年次改良でGRヤリスがまたも魅力マシマシ! 26式は「ステアリング」と「足まわり」が違う (2/2ページ)

見えない部分にもテコ入れ

 EPSの設定変更については、サーキット走行やラリー参戦などでハイグリップタイヤを装着した際や、高いブレーキ制動力を必要とする高負荷での旋回時においても、アシストがしっかりと稼働するように改良されている。

 具体的には、トルクセンサー内のトーションバー剛性を最適化するとともに、ソフトウェア制御を変更した。これにより、ステアリングトルクの検出範囲を拡大させ、極めて高負荷での旋回時にも最適なアシストを行い、スムースなステアリング操作を実現している。

 タイヤは、RZ”High performance” + Aero performance packageおよびRZ”High performance”の標準装着タイヤが「ブリヂストン POTENZA RACE」に変更された。モータースポーツにおける高いグリップ性能を長時間維持させるため、現場でのテストを重ねて新開発したタイヤで、トレッドパターンや内部構造、ゴム配合を見直すことで、限界領域における車両のコントロール性を大幅に向上させた。市街地走行からサーキットでの限界走行まで、安定したパフォーマンスを実現する。また、タイヤ性能を最大限に引き出すため、フロントおよびリヤのショックアブソーバーの減衰力特性の最適化も行われている。

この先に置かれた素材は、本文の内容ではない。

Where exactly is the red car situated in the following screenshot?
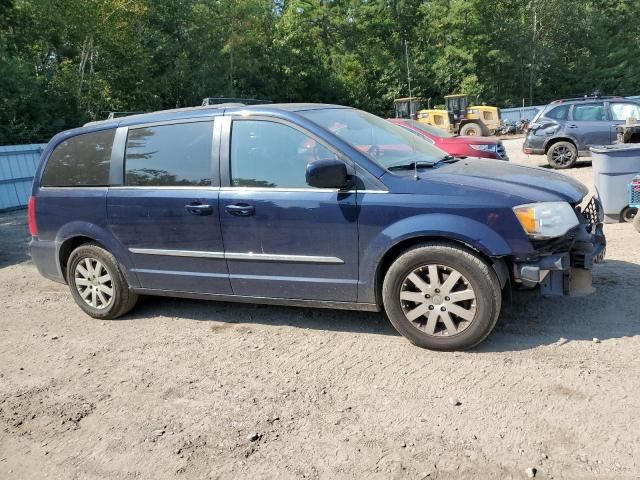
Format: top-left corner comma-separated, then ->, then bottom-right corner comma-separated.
389,118 -> 509,160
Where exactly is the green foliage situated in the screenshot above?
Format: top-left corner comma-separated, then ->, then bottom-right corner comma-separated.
0,0 -> 640,143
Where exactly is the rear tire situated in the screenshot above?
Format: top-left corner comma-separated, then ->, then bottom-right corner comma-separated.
547,142 -> 578,170
382,242 -> 502,350
67,243 -> 138,320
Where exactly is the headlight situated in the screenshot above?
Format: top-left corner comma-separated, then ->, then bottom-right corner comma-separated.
513,202 -> 579,239
469,143 -> 498,152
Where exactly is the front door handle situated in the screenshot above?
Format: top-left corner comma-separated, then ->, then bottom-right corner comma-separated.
224,203 -> 256,217
184,202 -> 213,216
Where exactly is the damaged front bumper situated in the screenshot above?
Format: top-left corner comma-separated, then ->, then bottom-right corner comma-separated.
513,197 -> 606,296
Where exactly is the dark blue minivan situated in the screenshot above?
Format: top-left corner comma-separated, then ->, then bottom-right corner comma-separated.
29,104 -> 605,350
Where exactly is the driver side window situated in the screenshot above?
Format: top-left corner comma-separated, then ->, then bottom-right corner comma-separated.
229,120 -> 336,188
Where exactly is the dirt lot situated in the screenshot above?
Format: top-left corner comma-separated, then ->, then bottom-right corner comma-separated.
0,140 -> 640,480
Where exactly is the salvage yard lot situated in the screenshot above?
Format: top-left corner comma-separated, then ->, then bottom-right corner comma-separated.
0,139 -> 640,479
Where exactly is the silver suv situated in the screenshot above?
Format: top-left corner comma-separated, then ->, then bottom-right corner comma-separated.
522,97 -> 640,169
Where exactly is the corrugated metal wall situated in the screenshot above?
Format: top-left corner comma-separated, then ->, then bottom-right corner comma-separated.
0,143 -> 46,210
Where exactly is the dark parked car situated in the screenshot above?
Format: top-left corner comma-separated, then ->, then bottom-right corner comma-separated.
28,104 -> 604,350
389,118 -> 509,160
522,97 -> 640,169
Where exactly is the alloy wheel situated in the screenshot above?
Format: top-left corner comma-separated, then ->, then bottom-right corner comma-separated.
552,145 -> 573,166
74,258 -> 113,310
400,264 -> 476,336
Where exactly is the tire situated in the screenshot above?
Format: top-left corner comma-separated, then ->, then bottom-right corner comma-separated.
547,142 -> 578,170
620,207 -> 638,223
67,243 -> 138,320
382,242 -> 502,351
460,122 -> 482,137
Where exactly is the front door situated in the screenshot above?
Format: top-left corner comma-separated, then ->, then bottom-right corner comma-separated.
219,117 -> 358,302
107,118 -> 231,294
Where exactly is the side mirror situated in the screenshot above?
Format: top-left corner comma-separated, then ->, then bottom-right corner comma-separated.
307,159 -> 353,188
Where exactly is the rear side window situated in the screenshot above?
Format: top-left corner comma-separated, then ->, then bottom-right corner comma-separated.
573,103 -> 607,122
609,103 -> 640,121
544,105 -> 569,120
125,122 -> 213,187
41,129 -> 116,187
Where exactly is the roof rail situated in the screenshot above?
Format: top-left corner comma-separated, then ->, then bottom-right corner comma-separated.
202,97 -> 273,107
551,92 -> 623,103
105,111 -> 147,120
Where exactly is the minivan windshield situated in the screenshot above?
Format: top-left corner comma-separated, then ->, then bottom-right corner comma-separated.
298,108 -> 451,170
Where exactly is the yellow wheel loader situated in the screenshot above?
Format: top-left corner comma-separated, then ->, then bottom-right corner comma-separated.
394,95 -> 500,136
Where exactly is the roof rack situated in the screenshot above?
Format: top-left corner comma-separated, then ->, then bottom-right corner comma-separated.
202,97 -> 273,107
551,92 -> 622,103
107,112 -> 147,120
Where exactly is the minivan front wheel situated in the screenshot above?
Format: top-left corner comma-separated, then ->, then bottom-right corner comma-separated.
382,243 -> 502,350
67,243 -> 138,319
547,142 -> 578,170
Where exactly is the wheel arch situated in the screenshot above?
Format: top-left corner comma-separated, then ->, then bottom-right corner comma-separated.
374,235 -> 504,306
56,222 -> 139,287
358,213 -> 513,305
544,137 -> 580,156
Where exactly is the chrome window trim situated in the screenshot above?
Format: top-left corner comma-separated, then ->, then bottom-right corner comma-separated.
109,185 -> 220,190
220,187 -> 389,193
129,248 -> 344,265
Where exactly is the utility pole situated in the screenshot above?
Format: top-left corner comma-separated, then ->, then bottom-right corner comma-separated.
404,40 -> 413,118
529,0 -> 539,106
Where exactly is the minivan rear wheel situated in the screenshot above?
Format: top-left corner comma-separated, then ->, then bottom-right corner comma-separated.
67,243 -> 138,319
382,243 -> 502,350
547,142 -> 578,170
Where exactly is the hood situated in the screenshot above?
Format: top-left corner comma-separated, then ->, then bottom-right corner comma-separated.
440,135 -> 498,145
384,158 -> 589,205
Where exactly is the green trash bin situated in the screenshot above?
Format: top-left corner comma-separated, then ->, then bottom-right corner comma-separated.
590,143 -> 640,223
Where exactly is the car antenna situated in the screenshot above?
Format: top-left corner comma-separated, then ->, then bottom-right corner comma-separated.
404,40 -> 420,180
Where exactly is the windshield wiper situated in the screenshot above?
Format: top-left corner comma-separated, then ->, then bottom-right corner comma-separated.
434,155 -> 460,165
387,160 -> 437,170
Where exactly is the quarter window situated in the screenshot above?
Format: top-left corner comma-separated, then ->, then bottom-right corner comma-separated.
544,105 -> 569,120
230,120 -> 336,188
42,129 -> 116,187
573,103 -> 607,122
609,103 -> 640,121
125,122 -> 213,187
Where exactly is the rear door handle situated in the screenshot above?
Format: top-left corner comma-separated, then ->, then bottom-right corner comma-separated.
224,203 -> 256,217
184,202 -> 213,216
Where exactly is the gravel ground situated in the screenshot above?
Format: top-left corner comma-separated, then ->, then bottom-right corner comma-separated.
0,140 -> 640,480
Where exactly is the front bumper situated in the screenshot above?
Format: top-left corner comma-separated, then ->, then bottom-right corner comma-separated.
513,197 -> 607,296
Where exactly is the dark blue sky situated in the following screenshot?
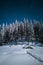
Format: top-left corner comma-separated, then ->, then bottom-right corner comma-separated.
0,0 -> 43,24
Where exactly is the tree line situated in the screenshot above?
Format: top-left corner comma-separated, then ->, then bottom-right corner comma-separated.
0,19 -> 43,45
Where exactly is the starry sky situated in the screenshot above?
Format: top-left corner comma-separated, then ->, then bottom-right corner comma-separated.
0,0 -> 43,24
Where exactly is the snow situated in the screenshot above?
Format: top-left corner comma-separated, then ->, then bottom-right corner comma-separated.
0,45 -> 43,65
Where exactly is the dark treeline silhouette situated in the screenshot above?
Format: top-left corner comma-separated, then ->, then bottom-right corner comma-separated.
0,19 -> 43,45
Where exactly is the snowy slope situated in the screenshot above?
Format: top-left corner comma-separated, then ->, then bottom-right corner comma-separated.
0,45 -> 43,65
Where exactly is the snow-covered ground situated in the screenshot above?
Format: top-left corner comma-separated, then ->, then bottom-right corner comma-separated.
0,45 -> 43,65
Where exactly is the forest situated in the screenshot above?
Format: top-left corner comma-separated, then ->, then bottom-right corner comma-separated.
0,18 -> 43,46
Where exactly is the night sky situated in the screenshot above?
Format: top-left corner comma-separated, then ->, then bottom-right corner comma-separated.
0,0 -> 43,24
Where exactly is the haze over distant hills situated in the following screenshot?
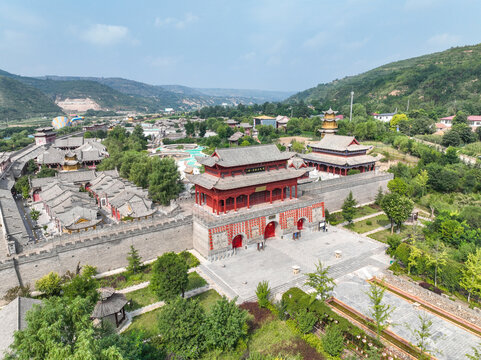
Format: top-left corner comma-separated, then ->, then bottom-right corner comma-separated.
286,44 -> 481,114
0,70 -> 294,119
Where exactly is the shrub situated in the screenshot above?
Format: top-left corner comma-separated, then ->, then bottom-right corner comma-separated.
295,309 -> 317,334
322,325 -> 344,356
394,243 -> 411,265
387,234 -> 401,254
256,281 -> 271,308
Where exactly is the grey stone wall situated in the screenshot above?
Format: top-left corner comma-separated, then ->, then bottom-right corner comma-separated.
300,173 -> 394,212
0,216 -> 193,296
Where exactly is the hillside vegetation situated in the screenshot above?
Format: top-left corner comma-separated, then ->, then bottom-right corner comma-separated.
286,44 -> 481,115
0,75 -> 62,121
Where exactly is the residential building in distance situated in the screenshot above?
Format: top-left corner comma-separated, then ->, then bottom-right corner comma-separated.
372,111 -> 397,122
319,108 -> 338,137
438,115 -> 481,130
301,134 -> 378,175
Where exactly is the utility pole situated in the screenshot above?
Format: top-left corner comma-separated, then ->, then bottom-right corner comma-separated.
349,91 -> 354,121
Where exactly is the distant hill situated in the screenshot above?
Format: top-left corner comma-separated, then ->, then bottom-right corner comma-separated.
0,70 -> 290,121
286,44 -> 481,114
0,76 -> 62,122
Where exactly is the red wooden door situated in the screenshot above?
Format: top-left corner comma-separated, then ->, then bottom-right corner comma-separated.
297,219 -> 304,230
232,235 -> 242,249
264,221 -> 276,239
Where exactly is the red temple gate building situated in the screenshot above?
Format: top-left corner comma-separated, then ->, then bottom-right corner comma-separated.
188,145 -> 324,258
301,134 -> 378,175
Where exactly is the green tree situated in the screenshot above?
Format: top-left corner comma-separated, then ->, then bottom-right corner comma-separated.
157,298 -> 206,359
304,260 -> 335,301
367,282 -> 394,340
149,252 -> 189,301
204,296 -> 248,350
35,271 -> 62,296
256,281 -> 271,308
460,248 -> 481,302
322,325 -> 344,356
424,240 -> 448,286
387,178 -> 408,195
342,191 -> 357,224
127,245 -> 142,274
408,315 -> 433,360
381,193 -> 414,234
11,297 -> 124,360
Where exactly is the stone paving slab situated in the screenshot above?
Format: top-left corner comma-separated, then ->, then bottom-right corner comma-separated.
334,274 -> 481,360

 メーカーオプションの仕様変更も実施された。これまで縦引きパーキングブレーキとナビパッケージもしくはコンフォートパッケージを同時装着の場合、シートヒーターおよびステアリングヒーターは非装着だったが、今回の仕様変更により、ナビパッケージ、コンフォートパッケージともに縦引きパーキングブレーキ選択時でもシートヒーターおよびステアリングヒーターが装着される。地味な変更だが、実用性は向上している。

 基本的なスペックは従来型からの変更はない。価格帯は361万7200円(RC・6MT)〜588万2200円(RZ”High performance” + Aero performance package・GR-DAT、いずれも税込)となる。

 GRヤリスは、トヨタがモータースポーツ活動を通じて得た知見を市販車に反映させる象徴的なモデルだ。毎年のように改良を続け、「○○式」という年式呼称を採用している点も、継続的な進化を示している。26式での変更点は、派手な性能向上ではなく、実際にサーキットやラリーで使用するなかで見えてきた課題を着実に解決する内容だ。こうした地道な改良の積み重ねが、GRヤリスというクルマの完成度を高め続けているといえるだろう。